While The Punt does not know quite why Harvey is leaving, the departure seems by all accounts to be amicable, with Harvey expressing fond regret and O'Brien hailing Harvey's "crucial role in building Siteserv into the impressive business it is today", while also taking the time to "wish him well in the future".
If only all corporate partings could be so amicable.
Wanted: psychic economist
CALLING all economists: big job going in Dublin! Must be able to tell the future.
Culchies like The Punt know there are no small jobs in Dublin but this one is a humdinger for a dismal scientist who thinks they have what it takes to make it in banking.
Bank of Ireland chief economist Dr Dan McLoughlin, pictured, is set to retire from the bank in August.
Dr Dan has kept a relatively low profile of late but was something of a household name during the go-go years of the housing boom, not least for the hopelessly optimistic prediction in 2007 that the economy looked to be heading for a "soft landing".
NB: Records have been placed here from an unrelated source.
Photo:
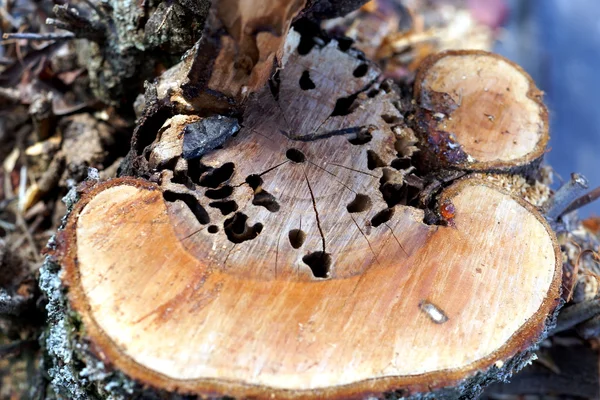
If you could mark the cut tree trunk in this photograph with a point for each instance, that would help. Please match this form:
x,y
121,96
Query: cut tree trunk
x,y
479,111
283,257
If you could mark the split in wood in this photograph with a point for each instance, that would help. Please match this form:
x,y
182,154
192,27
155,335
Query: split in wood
x,y
287,257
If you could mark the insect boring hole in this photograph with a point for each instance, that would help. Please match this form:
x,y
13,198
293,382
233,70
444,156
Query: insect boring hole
x,y
319,263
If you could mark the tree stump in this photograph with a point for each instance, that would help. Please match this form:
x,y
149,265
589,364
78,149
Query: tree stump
x,y
286,258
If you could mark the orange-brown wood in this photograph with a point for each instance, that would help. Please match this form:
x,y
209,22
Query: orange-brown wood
x,y
287,263
448,303
479,111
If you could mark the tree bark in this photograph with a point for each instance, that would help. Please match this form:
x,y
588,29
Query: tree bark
x,y
284,253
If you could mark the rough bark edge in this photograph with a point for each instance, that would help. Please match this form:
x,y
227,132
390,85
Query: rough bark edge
x,y
515,166
67,345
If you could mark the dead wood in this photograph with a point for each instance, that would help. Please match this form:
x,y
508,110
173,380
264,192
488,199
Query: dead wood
x,y
279,256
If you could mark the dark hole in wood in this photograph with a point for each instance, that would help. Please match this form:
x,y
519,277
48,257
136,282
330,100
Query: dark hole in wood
x,y
393,193
237,229
382,216
319,263
308,30
372,93
361,70
391,119
374,161
217,176
183,179
344,43
296,238
196,169
363,136
275,85
295,155
190,201
305,82
226,207
361,203
220,193
412,193
254,181
266,200
344,106
401,163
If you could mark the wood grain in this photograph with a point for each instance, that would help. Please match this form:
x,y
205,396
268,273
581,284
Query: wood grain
x,y
488,107
161,313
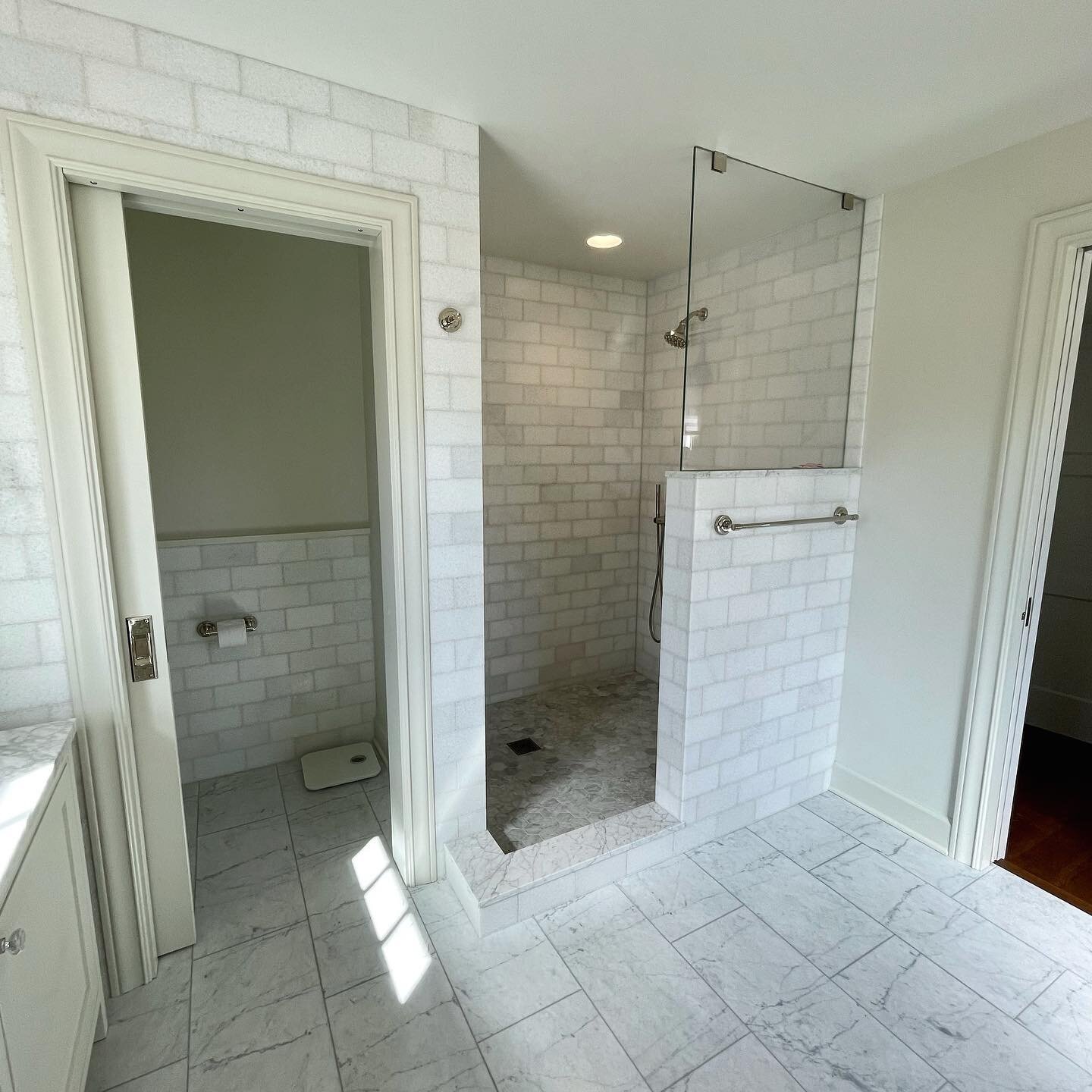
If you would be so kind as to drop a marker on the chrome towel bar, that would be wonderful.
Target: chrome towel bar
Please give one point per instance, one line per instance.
(209, 628)
(724, 523)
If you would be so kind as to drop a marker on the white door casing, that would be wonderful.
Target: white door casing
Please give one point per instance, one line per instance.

That's so much water under the bridge now, of course, and The Punt wonders how the next incumbent's predictions will fare.
But what a tempting gig for an ambitions economist. Who better than the bank's in-house number-cruncher to keep the likes of shareholder-directors Wilbur Ross and Prem Watsa abreast of developments in Ireland, especially now that the economy appears to be turning a corner (its catching!)?
Word from the inside is that work to identify a successor is under way, though The Punt hasn't seen a jobs ad yet and there is tumbleweed blowing through the vacancies page on the bank's own website.
Credit czar's come a long way
FOR someone tasked with getting the banks lending to small firms again, John Trethowan cuts a remarkably relaxed figure.
Yesterday, the genial Northern Irishman was happy to make small talk with journalists at the Department of Finance ahead of a briefing on his Credit Review Office's latest report into how AIB and Bank of Ireland are dealing with small and medium enterprises.
It's fair to say, however, that he was probably a slightly less relaxed figure 15 years earlier when he made his first visit to Merrion Street.
At that time he was a senior executive with National Irish Bank and had been tasked with getting the bank through the DIRT and bogus non-resident accounts scandals that were engulfing the lender at the time.
Those meetings with then Finance Minister Charlie McCreevy were fraught to say the least, but it's fair to say Mr Trethowan and the bank eventually came out the other side of the problems.
Today, the so-called "credit czar" is far removed from his days trying to sort out a scandal-hit bank.
A consummate insider, especially in Northern Irish business where he sits on several boards, Mr Trethowan now has very strong support within the department. That's a far cry from a decade and a half ago.